Амир прижала ладони к вискам.
— Боже мой, Умид, отстань от меня сейчас же! Они не имеют ко мне никакого отношения, можешь мне поверить. Спрашивай своего отца о его родственниках.
— Дальних родственниках! — прокричал В. В. Мерчант в свою защиту.
— Бедных родственниках! — рявкнула на него Амир Мерчант.
— Что-то они совсем не похожи на бедных, — возразил я так громко, как мог.
— Богаты козами, — выкрикнула Амир как раз в тот момент, когда музыканты сделали паузу, отчего ее слова повисли в тишине, неоспоримые, словно неоновая реклама джипов на Марин-драйв, — бедны достоинствами. Дрянь людишки.
Воцарилось жуткое молчание. То был жаркий год, 1956-й, один из самых жарких за всю историю наблюдения за погодой. День клонился к вечеру, но зной не спадал. Казалось даже, он рос. Воздух звенел, словно был наэлектризован, как перед грозой. И Пилу начал раздуваться, выделяя жидкость всеми порами, будто слова заполняли его, не оставляя места ни для чего больше. Его младшая дочь Халва нервно захихикала, а получив от матери пару крепких подзатыльников, начала было плакать, но увидела вновь поднимающуюся руку Голматол и быстренько заткнулась.

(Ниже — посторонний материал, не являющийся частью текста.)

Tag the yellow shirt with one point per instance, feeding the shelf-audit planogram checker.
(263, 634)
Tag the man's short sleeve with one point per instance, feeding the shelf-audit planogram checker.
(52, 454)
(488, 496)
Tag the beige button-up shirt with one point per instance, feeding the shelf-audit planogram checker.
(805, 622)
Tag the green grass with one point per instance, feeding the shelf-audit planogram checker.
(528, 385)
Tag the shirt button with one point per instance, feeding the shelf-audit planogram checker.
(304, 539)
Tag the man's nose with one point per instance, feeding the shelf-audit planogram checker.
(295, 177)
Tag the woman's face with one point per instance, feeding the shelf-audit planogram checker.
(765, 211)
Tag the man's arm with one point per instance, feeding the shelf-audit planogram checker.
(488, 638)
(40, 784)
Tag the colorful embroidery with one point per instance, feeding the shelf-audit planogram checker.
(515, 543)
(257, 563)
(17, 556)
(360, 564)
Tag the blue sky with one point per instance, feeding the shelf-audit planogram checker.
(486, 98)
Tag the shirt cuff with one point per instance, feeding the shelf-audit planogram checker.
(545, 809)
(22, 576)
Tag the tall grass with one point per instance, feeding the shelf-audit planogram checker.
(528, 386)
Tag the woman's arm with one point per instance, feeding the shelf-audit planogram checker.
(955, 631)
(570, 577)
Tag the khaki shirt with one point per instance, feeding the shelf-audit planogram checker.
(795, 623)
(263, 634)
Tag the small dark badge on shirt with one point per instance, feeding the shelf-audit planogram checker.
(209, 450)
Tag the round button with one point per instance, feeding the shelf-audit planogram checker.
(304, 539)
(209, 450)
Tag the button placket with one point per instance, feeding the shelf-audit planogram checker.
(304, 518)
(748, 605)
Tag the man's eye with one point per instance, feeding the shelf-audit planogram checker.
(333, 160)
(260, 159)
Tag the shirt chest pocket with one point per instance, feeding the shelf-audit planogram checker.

Вот-вот должна была грянуть война. Песок между лагерем Дудхвала и нашим превратился в нейтральную полосу. Уже начались передвижения тяжелой артиллерии. И в этот момент девочка лет двенадцати-тринадцати в звездно-полосатом купальнике неторопливо вступила в зону военных действий, с любопытством поглядывая то на Дудхвала, то на Мерчантов. Она сдвинула на затылок шляпу, и, увидев ее лицо, я полностью утратил над собой контроль. Этот египетский профиль много лет спустя я увидел на картинке с изображением женщины-фараона, царицы Хатшепсут, — первой женщины, попавшей в анналы истории, которую циничная Вина, лишенная всякого благоговения перед царственными особами, несмотря на то что сама стала своего рода королевой-богиней, называла «шипы в суп». Эти сардонические глаза и язвительный рот вызвали у меня вздох изумления. Нечто большее, чем вздох. Громкий, придушенный неопределимый звук, кончавшийся почти всхлипом. Короче говоря, единственный раз в жизни я издал звук, который издает самец хомо сапиенса, сраженный в самое сердце внезапной и жестокой любовью. А ведь мне было всего девять лет.